The sergeant put his pen down. “Only catalogs?”
“Only?” I bleated, aghast. “Advance notice to antique dealers is valuable information.
We hope to restrict the sale to a limited number of trusted collectors.”
“And?” He resumed writing, without enthusiasm.
“So we want a twenty-four-hour police guard, please.”
He stopped writing. “A what?”
“Round-the-clock surveillance. Now.” I waxed enthusiastic. “The way I see it is a road block, and a helicopter—”
“Sir,” the sergeant said wearily. “Do you know the size of our area? And the number of officers with which we’re expected to run it?”
“But surely you see the implications for the sale?”
He sighed. “Consider a moment, sir. These booklets.”
“Catalogs,” I corrected, frosty.
“Catalogs. Where would they have gone to?”
“Well, I ordered them posted to collectors as far as Germany, America—”
“And the material in them…?”
“Descriptions of antiques for auction at Tachnadray.”
He put his pen away. “Well, sir. Naturally we’re only too anxious to assist Tachnadray Hall, but auctions are quite legal. And for people to come and buy’s quite legal too. How they hear about it is their own business. The only problem is the loss—you say by theft—of your catalogs. That’s a concern for the Suffolk division. Naturally, if you have any problems about admission on the day…”

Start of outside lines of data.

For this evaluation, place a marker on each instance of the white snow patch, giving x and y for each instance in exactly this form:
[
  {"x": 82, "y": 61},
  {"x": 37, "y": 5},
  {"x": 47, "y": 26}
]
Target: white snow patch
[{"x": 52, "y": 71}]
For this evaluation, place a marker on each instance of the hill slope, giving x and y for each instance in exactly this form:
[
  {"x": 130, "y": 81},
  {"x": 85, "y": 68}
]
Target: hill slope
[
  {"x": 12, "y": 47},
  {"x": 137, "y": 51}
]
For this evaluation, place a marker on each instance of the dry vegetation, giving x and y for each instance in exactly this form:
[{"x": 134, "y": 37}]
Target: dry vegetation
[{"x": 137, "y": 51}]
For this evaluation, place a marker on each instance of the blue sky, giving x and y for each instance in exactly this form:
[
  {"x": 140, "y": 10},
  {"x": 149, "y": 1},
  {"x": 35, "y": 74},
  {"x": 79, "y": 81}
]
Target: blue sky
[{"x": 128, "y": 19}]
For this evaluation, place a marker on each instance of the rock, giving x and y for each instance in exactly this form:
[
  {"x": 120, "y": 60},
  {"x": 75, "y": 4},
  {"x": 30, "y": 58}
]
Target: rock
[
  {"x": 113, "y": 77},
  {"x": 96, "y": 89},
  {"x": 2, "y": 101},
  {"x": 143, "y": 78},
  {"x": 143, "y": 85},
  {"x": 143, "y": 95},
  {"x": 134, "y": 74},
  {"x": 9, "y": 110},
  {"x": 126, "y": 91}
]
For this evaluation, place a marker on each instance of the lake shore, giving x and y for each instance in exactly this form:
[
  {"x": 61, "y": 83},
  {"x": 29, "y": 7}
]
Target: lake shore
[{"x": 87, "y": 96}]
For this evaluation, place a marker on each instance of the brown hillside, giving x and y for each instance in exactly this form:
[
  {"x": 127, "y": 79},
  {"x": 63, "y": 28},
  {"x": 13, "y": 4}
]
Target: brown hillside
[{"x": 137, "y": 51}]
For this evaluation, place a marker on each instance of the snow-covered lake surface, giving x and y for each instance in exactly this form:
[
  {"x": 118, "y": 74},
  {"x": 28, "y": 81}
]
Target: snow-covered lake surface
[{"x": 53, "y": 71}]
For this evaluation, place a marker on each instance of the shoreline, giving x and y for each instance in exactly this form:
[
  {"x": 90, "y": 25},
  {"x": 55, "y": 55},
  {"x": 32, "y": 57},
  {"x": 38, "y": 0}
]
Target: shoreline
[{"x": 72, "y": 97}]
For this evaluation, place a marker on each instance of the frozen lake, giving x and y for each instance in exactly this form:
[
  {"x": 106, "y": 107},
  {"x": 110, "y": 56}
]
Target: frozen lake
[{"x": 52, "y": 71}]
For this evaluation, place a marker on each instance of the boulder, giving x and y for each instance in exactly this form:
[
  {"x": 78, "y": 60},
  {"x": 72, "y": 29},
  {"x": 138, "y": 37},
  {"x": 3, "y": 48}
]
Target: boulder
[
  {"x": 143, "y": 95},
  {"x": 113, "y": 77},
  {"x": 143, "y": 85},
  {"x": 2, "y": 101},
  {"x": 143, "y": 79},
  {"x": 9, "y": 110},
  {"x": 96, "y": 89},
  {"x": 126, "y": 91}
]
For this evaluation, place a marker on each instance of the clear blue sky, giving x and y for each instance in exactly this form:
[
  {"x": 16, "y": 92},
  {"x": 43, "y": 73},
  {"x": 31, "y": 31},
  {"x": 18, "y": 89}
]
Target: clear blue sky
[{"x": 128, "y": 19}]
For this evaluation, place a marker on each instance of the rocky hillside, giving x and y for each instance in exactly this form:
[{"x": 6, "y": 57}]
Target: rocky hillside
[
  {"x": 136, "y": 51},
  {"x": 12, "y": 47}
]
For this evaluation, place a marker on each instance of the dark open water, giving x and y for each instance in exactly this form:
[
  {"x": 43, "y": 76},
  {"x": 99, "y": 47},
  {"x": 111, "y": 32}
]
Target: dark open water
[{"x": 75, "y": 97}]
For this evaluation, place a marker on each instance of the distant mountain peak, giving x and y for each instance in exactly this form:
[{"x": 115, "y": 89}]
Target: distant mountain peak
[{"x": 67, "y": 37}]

Polite, but undoubtedly the sailor’s elbow. Showing profound disappointment with Dubneath’s constabulary, I extracted a promise of complete silence on the matter, then left huffily. Michelle was already bewildered into obedience, so my dragging her into the MacNeish’s tavern to use the phone produced no demur, not even when I feverishly phoned the local Tachan Times and Argos, the district’s Pravda, to issue a denial.

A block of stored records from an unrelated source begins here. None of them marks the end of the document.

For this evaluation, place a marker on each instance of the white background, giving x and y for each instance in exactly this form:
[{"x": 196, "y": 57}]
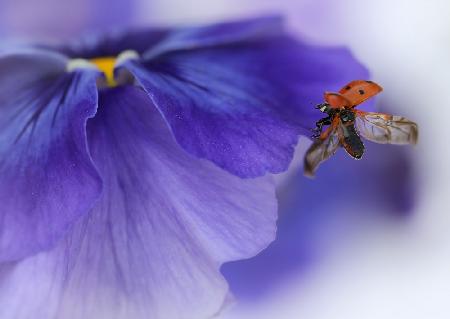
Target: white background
[{"x": 385, "y": 268}]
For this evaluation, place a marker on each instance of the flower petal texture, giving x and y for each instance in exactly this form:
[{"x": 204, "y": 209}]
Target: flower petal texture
[
  {"x": 153, "y": 244},
  {"x": 243, "y": 104},
  {"x": 47, "y": 178}
]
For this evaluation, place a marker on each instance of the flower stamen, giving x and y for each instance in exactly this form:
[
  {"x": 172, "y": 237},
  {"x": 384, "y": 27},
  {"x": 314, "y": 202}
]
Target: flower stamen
[{"x": 106, "y": 65}]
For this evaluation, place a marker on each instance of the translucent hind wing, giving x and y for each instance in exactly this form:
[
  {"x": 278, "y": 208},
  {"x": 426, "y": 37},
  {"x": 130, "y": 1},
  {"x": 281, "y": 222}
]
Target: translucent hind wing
[{"x": 385, "y": 128}]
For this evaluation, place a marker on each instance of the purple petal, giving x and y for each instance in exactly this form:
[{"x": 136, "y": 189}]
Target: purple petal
[
  {"x": 216, "y": 34},
  {"x": 243, "y": 106},
  {"x": 153, "y": 244},
  {"x": 47, "y": 179}
]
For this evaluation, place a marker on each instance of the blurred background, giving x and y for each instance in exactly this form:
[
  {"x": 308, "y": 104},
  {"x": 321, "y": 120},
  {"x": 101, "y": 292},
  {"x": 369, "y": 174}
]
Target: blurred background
[{"x": 367, "y": 239}]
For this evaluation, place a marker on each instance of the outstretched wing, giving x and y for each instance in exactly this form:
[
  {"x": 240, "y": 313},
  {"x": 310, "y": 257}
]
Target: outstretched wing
[
  {"x": 360, "y": 90},
  {"x": 322, "y": 149},
  {"x": 386, "y": 128}
]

“This is Ian McGunn,” I told the reporter sternly. “There is absolutely no truth in rumors that we attach the slightest importance to the outrageous theft of sale catalogs on their way to Tachnadray.” The girl squealed to hold on, please, evidently scrabbling to snap her Marconi Patent Office Wax-Cylinder Voice Recorder into action. “Furthermore,” I went on, “we deplore the inability of the police to respond to requests for total surveillance, and demand that you omit any mention of this…”
We did the same denial for six other newspapers, including the Glasgow Herald. Mary hadn’t baked that day, having been up at the Hall, so no pasties. I had to make do with a batch of over-sweet Chorley cakes and a leftover cheese-and-onion pie before we hit the road to Tachnadray.

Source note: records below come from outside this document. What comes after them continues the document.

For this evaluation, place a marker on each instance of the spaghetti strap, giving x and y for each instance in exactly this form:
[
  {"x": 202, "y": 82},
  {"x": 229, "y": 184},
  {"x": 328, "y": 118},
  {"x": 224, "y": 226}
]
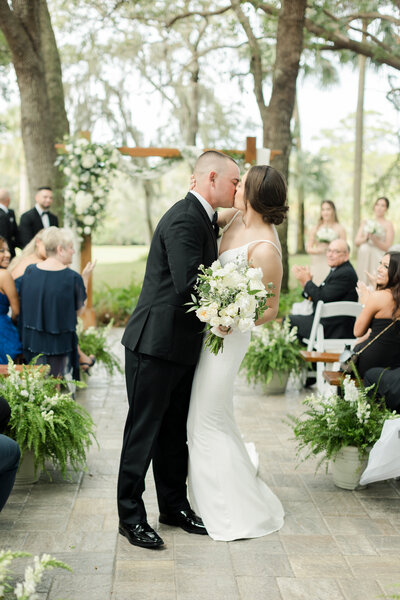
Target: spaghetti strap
[{"x": 267, "y": 242}]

“Anybody in the clan a crooked auctioneer, love?” I said through a mouthful.
Michelle smiled, thinking I was joking. “Ian. How do you remember everything we’re doing? Including all your lies to Sergeant Kerr?”
I said piously, “I didn’t lie, love.”
She gasped a pure innocent gasp, her hair fluffing in the breeze. I was beginning to like Michelle. “There really was a theft? Our catalogs really were stolen? How dreadful!”
“Well, it actually doesn’t happen till tonight.”
“But how can that possibly—?”
“Shut it, love.” Liking her didn’t mean all this explaining wasn’t giving me a headache.
“And don’t admit I know about Joseph. They already know I know, but still don’t.”
She gave a heartfelt sigh. “Hasn’t it been a day?”
She didn’t know it yet, but the poor lass should’ve saved her heartfelt sighs. She’d soon need every one she could get.
« ^ »
—— 21 ——
Just as you can’t outdo the Maltese for door knockers or the Swiss for cuckoo clocks, so you can’t beat Caithness for conviction. Once Tachnadray had declared for crime, it became Fighter Command in a 1940 film, furiously active yet meticulous. Maybe it was their first delicious taste of scamming that gingered everybody up. I don’t know. Within three days it came alive.